それは嬉しいな。今ここにいられるのも、おまえのお陰というわけだ。どうか次の戦いの折にも、おまえの力を貸してくれ

煌姫

はい、必ず。

煌姫

……でも、また戦に出てしまわれるのですね。お次はいつ出立なさるんですか?

弥皐

煌の顔も見られたし、あと三日のうちには発つつもりだ

煌姫

まあ!

 煌姫は媚びるように弥皐を上目遣いに見た。

煌姫

せっかく久しぶりにお会いできましたのに、またすぐ離れ離れになってしまうなんて……煌は寂しゅうございます……

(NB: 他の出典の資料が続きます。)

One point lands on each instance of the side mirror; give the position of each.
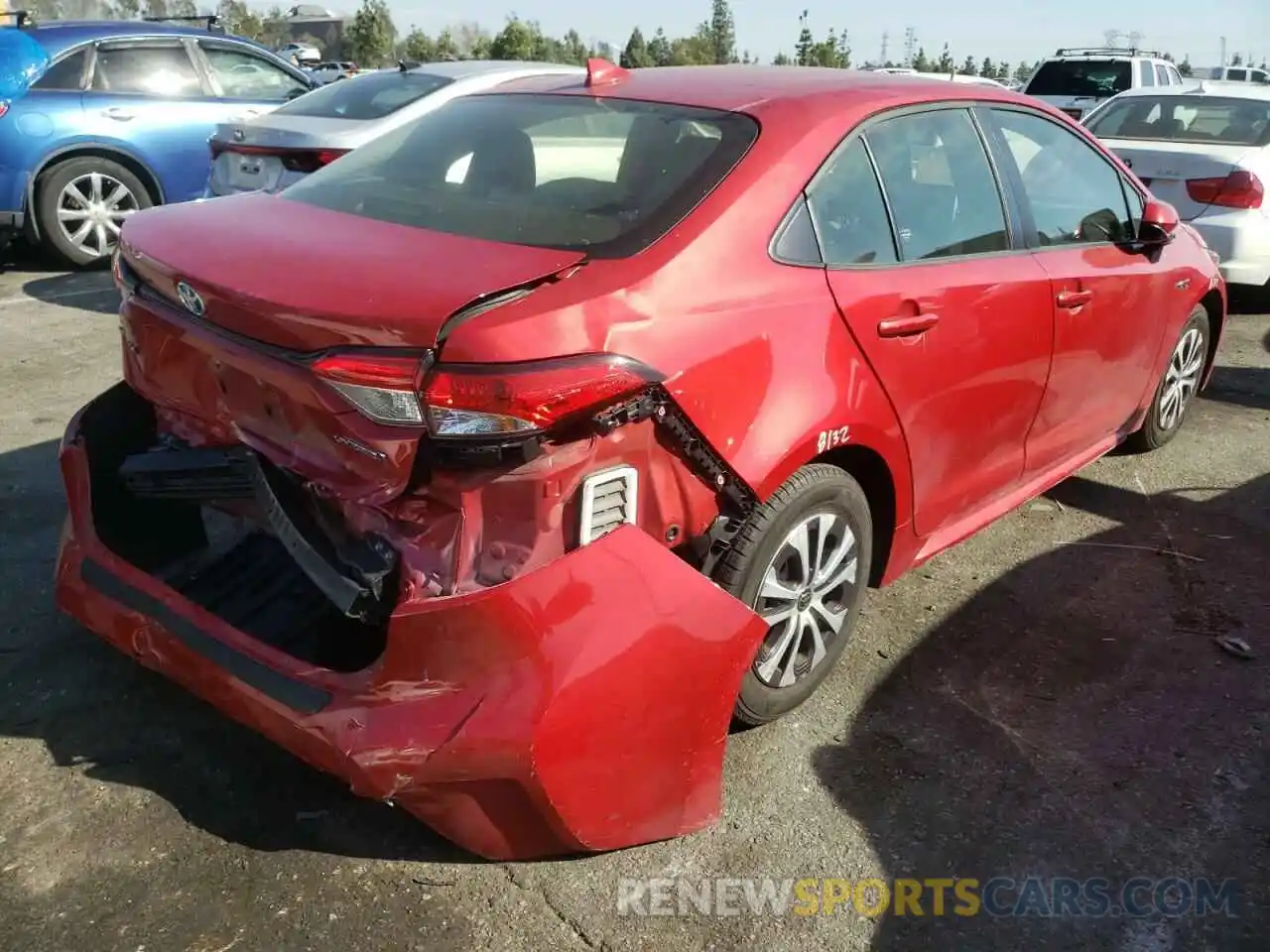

 煌姫は憐れっぽい声に加え、甘えるような上目遣い弥皐を見る。弥皐は「煌は相変わらず寂しがり屋だな」と笑った。

弥皐

だが、おまえには冴弓がいる。武術の腕ならわたしの勝ちだが、歴史や文学なら冴弓はわたしよりよっぽど話ができる。きっとおまえとも話が合うだろう

 話を冴弓のほうへ振り向けられた瞬間、煌姫が唇を尖らせたのが見えた。しかし煌姫はすぐさま檜扇で口元を覆い、冴弓のほうを見てにこりと笑った。

煌姫

それは楽しみですわ。またゆっくりとお話をお聞かせいただけますか、冴弓さま

冴弓

勿論です

 今度はしっかりと言えた、と冴弓は思ったが、煌姫はまたもや首を傾げる仕種をして、これ以上話題を続けようとはしなかった。どうやら彼女は、興味のない話題には首を傾げて愛想笑いをする癖があるらしい。それに気付いた冴弓は、急に居たたまれない気分になった。政略的な結婚だとは理解しているが、こうも相手にされないのは身にこたえる。
 その後、煌姫の長旅の疲れを気遣った立花姫の言葉によってこの場をお開きになった。

   〇   〇   〇

 この三日後、宣言通り、弥皐は遠征のために都を発つこととなった。煌姫を迎える宴と、弥皐を送り出す宴が立て続けに催され、二人の兄妹の再会の時は足早に駆け去っていった。
 弥皐を送り出せば、次に待つのは冴弓と煌姫の婚約の儀である。といっても、同じ一つの王家の王子と王女の婚約ということで、あまり仰々しく行う必要はないだろうということになり、予定をわずかに早めて十日後に行うことが定められた。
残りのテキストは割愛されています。